I have the perfect solution for localhost files, and one that will require zero additional UI resources: let's just use the home icon for it. :)
Comment on attachment 8650095 [details] [diff] [review] bug-1194561.2.patch Review of attachment 8650095 [details] [diff] [review]: ----------------------------------------------------------------- I believe you'll need to update some tests, for example browser/devtools/netmonitor/test/browser_net_security-state.js at least. Thanks for working on the localhost case! Like Brian and Tim, I am a bit wary of using the green lock for localhost when HTTP is used, mainly because of web platform features like service workers that don't currently work over HTTP today, so the green lock could surprise developers in that case. But perhaps the intent of the localhost exception in powerful features is that platform features like this *should* work on localhost over HTTP? If that's the intent, then the green lock seems more reasonable to me. In any case, we'll hopefully review the icons again in bug 1195839. ::: browser/themes/shared/devtools/netmonitor.inc.css @@ +144,5 @@ > -moz-margin-end: 4px; > } > > .security-state-insecure { > + list-style-image: url(chrome://browser/skin/identity-mixed-active-loaded.svg); (Maybe this should have cursor: pointer too?)
Attachment #8650095 - Flags: review?(jryans) → feedback+
(In reply to Richard Barnes [:rbarnes] from comment #27) > I had thought about the question of whether there was a problem of > consistency between localhost testing and eventual deployment. I still > think the lock icon is the right answer if we're going to do anything > special for localhost. > > If we really want things to look the same on localhost vs. deployment, we > should just remove the special-casing for localhost altogether. If we're > going to special-case localhost, it should reflect the security status we > actually assign the request, which, by spec, should be the same as HTTPS -- > thus the lock. If I understand correctly from https://groups.google.com/d/msg/mozilla.dev.developer-tools/y3MqhAGLMjg/RXEh3fX0BwAJ, localhost is considered "potentially trustworthy" (https://w3c.github.io/webappsec/specs/powerfulfeatures/#is-origin-trustworthy), which seems distinct from HTTPs by spec. > In brief, the globe is never the answer. It is content-free. At least it matches what's visible in the URL bar (for now) and doesn't require coming up with a new icon. If (when) we move away from the globe in the URL bar, we could adjust to match whatever is used there for localhost requests. The home icon could also work.
Attached patch bug-1194561.3.patch (obsolete) — Splinter Review
Attachment #8651983 - Flags: review?(jryans)

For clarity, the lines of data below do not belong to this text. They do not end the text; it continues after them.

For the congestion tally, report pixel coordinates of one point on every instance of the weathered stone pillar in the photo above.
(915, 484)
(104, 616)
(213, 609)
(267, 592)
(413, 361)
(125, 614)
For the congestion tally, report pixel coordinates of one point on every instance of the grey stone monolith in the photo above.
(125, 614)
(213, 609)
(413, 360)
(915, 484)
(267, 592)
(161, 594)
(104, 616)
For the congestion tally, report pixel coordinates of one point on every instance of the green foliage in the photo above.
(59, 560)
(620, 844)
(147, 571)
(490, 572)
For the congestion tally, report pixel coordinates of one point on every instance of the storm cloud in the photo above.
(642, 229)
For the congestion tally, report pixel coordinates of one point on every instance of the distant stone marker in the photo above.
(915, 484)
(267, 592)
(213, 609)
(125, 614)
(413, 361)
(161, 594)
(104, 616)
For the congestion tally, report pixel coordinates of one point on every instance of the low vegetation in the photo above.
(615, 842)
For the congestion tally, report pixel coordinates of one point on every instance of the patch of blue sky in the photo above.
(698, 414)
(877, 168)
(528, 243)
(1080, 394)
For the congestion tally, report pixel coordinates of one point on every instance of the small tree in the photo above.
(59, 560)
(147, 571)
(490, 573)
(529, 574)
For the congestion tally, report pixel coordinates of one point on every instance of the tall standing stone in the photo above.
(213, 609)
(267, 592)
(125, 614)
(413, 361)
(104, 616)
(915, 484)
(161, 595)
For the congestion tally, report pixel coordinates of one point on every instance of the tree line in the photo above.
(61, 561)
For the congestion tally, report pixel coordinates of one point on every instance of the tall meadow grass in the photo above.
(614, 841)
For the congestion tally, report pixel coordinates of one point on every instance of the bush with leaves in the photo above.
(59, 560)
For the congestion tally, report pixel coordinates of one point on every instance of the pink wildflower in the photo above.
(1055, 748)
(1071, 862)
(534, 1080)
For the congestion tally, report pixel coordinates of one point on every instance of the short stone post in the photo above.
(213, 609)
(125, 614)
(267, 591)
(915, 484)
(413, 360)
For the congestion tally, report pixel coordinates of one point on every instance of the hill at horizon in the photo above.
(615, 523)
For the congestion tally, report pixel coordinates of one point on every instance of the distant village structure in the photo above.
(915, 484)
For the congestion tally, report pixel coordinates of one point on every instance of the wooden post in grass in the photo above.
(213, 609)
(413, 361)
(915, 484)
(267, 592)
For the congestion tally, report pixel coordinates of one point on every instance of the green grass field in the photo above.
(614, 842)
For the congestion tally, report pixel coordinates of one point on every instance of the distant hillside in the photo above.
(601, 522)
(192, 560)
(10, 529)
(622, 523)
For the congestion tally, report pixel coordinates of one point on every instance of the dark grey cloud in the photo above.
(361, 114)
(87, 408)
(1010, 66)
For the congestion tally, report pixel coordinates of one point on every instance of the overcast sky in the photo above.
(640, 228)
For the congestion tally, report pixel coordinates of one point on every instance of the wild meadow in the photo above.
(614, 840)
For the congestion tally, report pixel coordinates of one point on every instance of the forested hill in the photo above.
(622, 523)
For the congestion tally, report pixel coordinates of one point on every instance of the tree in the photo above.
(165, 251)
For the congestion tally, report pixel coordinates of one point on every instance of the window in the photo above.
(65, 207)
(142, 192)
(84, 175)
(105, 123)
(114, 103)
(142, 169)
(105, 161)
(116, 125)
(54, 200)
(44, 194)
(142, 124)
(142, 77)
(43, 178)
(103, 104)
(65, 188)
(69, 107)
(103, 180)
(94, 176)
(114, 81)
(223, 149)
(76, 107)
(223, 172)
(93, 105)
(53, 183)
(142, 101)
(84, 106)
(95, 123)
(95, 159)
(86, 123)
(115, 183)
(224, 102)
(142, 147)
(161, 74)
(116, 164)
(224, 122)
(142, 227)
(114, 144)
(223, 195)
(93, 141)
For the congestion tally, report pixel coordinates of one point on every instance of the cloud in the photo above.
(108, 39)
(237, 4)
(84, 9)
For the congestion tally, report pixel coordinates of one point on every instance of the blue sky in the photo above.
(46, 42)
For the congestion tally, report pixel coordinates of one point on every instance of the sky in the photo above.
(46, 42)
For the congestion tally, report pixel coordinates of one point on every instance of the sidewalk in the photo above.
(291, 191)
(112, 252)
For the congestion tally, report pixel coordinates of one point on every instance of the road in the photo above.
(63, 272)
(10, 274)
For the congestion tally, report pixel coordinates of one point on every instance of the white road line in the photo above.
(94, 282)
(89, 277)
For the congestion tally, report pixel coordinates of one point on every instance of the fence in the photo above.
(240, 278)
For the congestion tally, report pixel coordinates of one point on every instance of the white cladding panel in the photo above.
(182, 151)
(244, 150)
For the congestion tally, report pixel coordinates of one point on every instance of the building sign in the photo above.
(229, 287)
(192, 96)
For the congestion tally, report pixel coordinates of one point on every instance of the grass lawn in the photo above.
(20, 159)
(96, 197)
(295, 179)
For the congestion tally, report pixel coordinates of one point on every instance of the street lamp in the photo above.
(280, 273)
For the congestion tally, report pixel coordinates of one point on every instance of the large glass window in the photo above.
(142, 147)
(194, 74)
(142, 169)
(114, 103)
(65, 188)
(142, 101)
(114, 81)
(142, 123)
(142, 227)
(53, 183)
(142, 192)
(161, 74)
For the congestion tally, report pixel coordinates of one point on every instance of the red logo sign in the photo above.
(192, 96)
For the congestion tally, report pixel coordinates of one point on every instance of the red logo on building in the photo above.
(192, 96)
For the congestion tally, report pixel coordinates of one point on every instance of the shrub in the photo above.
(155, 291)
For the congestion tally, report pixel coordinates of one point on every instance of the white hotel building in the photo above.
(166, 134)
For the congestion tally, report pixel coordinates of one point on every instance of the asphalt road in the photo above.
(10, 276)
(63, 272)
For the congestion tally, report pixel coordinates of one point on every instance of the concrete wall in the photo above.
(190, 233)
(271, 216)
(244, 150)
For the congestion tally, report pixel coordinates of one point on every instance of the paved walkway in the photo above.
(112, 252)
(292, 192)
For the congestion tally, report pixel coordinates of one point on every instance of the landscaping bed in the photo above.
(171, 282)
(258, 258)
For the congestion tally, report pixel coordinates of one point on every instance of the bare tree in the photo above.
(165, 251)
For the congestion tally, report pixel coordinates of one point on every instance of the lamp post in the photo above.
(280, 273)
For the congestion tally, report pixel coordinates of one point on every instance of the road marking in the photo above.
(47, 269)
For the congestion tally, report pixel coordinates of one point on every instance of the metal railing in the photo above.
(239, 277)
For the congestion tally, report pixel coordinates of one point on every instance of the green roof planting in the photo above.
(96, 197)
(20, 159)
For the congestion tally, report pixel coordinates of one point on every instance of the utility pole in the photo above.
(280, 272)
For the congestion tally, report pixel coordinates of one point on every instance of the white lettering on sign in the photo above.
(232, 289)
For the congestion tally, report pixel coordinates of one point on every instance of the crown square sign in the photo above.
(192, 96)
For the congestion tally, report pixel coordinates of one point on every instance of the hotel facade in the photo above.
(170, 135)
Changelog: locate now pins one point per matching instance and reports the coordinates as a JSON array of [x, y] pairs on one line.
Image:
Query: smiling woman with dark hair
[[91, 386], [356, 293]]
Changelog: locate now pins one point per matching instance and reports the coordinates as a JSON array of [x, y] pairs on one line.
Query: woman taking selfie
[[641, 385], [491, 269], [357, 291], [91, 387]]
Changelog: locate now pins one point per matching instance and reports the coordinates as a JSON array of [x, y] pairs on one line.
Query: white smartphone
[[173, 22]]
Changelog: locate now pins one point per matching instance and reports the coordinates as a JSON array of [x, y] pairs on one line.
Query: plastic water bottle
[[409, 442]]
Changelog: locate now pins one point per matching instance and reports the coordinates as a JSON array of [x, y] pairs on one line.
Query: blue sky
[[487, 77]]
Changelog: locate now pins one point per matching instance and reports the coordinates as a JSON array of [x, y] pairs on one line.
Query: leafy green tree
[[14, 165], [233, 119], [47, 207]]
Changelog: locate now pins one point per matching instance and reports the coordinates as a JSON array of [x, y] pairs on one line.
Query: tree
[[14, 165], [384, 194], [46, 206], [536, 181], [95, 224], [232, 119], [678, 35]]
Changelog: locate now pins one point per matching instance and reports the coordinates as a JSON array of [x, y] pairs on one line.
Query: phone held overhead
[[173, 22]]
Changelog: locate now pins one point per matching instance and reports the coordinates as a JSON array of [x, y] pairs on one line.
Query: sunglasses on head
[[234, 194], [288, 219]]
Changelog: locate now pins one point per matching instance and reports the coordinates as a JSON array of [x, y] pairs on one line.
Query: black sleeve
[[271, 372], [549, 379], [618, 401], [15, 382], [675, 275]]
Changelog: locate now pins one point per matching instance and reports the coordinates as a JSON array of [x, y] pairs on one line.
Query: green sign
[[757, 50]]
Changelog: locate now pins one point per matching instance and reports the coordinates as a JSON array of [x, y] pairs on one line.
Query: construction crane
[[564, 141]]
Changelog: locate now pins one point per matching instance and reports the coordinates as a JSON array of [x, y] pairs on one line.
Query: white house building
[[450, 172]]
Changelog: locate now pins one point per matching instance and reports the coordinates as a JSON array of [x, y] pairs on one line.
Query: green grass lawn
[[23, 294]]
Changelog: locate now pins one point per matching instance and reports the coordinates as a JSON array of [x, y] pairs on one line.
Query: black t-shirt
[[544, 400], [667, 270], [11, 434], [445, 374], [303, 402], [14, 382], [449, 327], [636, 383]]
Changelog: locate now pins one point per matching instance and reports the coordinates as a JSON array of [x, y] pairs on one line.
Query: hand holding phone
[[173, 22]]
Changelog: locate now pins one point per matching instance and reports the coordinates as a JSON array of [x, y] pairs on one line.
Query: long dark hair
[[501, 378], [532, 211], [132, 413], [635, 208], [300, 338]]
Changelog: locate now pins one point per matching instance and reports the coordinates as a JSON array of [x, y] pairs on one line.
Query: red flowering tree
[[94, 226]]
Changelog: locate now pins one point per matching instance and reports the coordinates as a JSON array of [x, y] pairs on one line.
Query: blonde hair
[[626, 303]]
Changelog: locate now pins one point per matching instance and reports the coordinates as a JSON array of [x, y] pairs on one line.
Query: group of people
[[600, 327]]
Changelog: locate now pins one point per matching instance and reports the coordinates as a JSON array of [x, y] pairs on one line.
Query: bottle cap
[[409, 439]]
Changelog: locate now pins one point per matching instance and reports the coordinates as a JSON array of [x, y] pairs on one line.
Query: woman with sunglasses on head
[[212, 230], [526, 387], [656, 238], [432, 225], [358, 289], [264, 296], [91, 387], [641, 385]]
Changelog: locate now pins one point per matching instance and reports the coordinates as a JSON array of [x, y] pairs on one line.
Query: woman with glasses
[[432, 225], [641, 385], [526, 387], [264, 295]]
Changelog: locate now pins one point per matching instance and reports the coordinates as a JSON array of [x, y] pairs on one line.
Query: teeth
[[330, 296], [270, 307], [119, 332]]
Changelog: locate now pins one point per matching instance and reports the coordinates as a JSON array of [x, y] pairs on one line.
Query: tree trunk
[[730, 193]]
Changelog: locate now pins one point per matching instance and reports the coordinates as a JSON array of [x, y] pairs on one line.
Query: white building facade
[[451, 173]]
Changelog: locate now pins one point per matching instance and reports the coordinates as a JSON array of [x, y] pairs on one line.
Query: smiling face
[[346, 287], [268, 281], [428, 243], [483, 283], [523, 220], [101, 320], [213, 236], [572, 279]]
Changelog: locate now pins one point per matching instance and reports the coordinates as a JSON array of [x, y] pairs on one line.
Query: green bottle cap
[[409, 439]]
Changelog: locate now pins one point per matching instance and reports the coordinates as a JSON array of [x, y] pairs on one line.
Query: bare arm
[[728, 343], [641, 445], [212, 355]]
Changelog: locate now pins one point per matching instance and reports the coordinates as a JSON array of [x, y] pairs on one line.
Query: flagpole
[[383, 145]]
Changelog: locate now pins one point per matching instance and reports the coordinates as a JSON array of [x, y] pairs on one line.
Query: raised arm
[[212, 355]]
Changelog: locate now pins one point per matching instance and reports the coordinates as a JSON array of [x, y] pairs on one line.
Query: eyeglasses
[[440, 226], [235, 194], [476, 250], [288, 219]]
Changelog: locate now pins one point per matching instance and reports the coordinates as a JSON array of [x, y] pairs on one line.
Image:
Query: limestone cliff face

Comment on attachment 8651983 [details] [diff] [review] bug-1194561.3.patch (In reply to J. Ryan Stinnett [:jryans] (use ni?) from comment #29) > Comment on attachment 8650095 [details] [diff] [review] > bug-1194561.2.patch > > Review of attachment 8650095 [details] [diff] [review]: > ----------------------------------------------------------------- > > I believe you'll need to update some tests, for example > browser/devtools/netmonitor/test/browser_net_security-state.js at least. The tests don't look at the icons, so there's no breakage in the current tests. I added a test for the localhost case. > Thanks for working on the localhost case! Like Brian and Tim, I am a bit > wary of using the green lock for localhost when HTTP is used, mainly because > of web platform features like service workers that don't currently work over > HTTP today, so the green lock could surprise developers in that case. But > perhaps the intent of the localhost exception in powerful features is that > platform features like this *should* work on localhost over HTTP? If that's > the intent, then the green lock seems more reasonable to me. In response to this and :bgrins, I went ahead and used the globe. > ::: browser/themes/shared/devtools/netmonitor.inc.css > @@ +144,5 @@ > > -moz-margin-end: 4px; > > } > > > > .security-state-insecure { > > + list-style-image: url(chrome://browser/skin/identity-mixed-active-loaded.svg); > > (Maybe this should have cursor: pointer too?) Done.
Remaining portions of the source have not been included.